The key to solving a skeleton is to grasp the central idea, that crossword grids are symmetrical. This means that the few black squares and grid numbers that are given represent clues to the positions of others. Exactly how much help these starters provide depends on the type of symmetry employed in the design of the grid.
Most crossword grids use central or rotational symmetry, but this is not what comes to most people's mind when the idea of symmetry is put forward. Knowing this to be the case, compilers often work with grids that have a fully symmetrical design. With a fully symmetrical grid, a single black starter square usually hints at the position of three or seven other black squares (the exact number will depend on whether or not the black square in question lies on an axis). It is not uncommon for other symmetries to be employed. You may be surprised to learn there are eight, in total.
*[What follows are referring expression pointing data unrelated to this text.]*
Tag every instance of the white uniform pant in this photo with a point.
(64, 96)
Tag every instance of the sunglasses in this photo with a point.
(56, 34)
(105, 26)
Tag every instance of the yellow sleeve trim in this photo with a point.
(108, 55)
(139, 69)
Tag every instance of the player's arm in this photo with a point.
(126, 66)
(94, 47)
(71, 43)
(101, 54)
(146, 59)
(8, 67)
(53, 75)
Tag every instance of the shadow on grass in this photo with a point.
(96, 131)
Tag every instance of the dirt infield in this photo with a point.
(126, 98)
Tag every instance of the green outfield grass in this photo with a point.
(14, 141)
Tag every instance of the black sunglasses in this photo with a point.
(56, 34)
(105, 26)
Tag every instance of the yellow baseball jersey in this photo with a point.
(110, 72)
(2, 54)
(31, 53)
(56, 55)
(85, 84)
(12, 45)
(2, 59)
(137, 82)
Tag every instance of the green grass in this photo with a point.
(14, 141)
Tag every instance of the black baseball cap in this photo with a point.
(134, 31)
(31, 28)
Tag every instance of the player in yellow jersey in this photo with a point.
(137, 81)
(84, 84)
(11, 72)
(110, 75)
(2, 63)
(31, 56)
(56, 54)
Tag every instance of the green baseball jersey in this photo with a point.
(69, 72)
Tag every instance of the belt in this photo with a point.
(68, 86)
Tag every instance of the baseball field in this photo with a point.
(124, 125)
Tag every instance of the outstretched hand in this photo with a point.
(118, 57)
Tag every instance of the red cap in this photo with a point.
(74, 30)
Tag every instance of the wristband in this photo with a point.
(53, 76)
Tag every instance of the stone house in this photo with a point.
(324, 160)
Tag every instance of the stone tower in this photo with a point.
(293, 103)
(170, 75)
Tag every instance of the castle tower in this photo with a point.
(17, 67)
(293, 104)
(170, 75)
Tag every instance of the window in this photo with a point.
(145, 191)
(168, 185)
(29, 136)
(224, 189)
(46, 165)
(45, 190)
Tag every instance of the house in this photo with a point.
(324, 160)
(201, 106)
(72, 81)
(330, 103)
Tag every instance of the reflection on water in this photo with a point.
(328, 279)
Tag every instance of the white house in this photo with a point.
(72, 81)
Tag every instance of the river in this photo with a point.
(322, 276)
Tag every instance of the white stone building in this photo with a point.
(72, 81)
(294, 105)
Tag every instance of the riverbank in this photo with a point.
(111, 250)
For more information on symmetry, download the further details file on this page. Note that other types of symmetry do not assist the solver quite as much as a fully symmetrical grid. From a compiler's point of view, a fully symmetrical grid is less interesting than a grid with central symmetry, because it tends to mean more words of a particular word length or, put another way, less variation in word length.
The pre-set clue numbers can be a great help in determining the position of further black squares. For instance, if the solver notices that a number in the middle area of the grid refers to an Across clue, then the square to the left of that number must be black. In the same way, if the number refers to a Down clue, the square immediately above it must be black.
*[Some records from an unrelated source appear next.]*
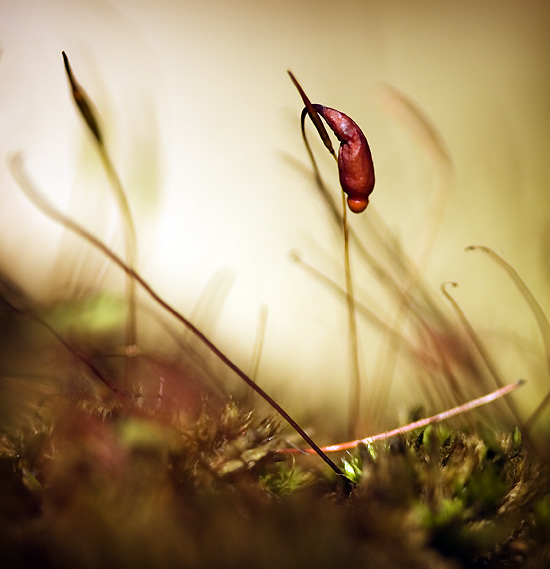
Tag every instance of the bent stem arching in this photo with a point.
(355, 391)
(538, 313)
(443, 416)
(53, 213)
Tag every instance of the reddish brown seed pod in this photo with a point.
(355, 164)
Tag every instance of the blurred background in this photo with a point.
(202, 123)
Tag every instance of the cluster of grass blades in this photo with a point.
(157, 465)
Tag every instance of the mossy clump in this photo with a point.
(130, 488)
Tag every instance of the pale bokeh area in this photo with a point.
(202, 122)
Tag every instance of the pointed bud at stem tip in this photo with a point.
(82, 102)
(355, 165)
(417, 424)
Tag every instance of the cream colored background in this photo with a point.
(202, 121)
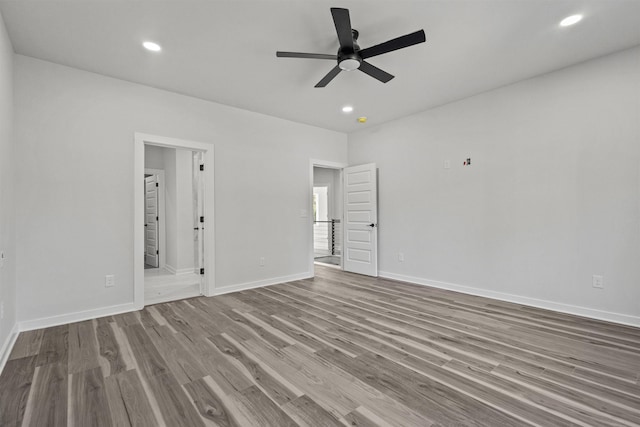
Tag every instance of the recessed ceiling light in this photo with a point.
(154, 47)
(570, 20)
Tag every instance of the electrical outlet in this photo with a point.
(109, 281)
(598, 281)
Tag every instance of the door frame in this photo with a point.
(140, 139)
(327, 165)
(162, 248)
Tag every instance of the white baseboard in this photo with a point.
(46, 322)
(261, 283)
(517, 299)
(7, 346)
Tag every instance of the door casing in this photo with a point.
(140, 139)
(322, 164)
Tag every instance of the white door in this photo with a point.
(360, 253)
(151, 221)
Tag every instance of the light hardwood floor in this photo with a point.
(339, 349)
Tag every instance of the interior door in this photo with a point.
(151, 221)
(361, 220)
If the solver is able to enter an answer, the answer is likely to provide a clue to further black squares – the square immediately following the last letter of the answer will be black (unless the answer runs to the edge of the grid).
The clues for a skeleton crossword are usually straightforward, but any kind of clue can be used. Similarly, many crossword variants can be adapted to work with the skeleton principle – it provides an extra ingredient that can make puzzles more interesting, or more challenging, depending on your point of view.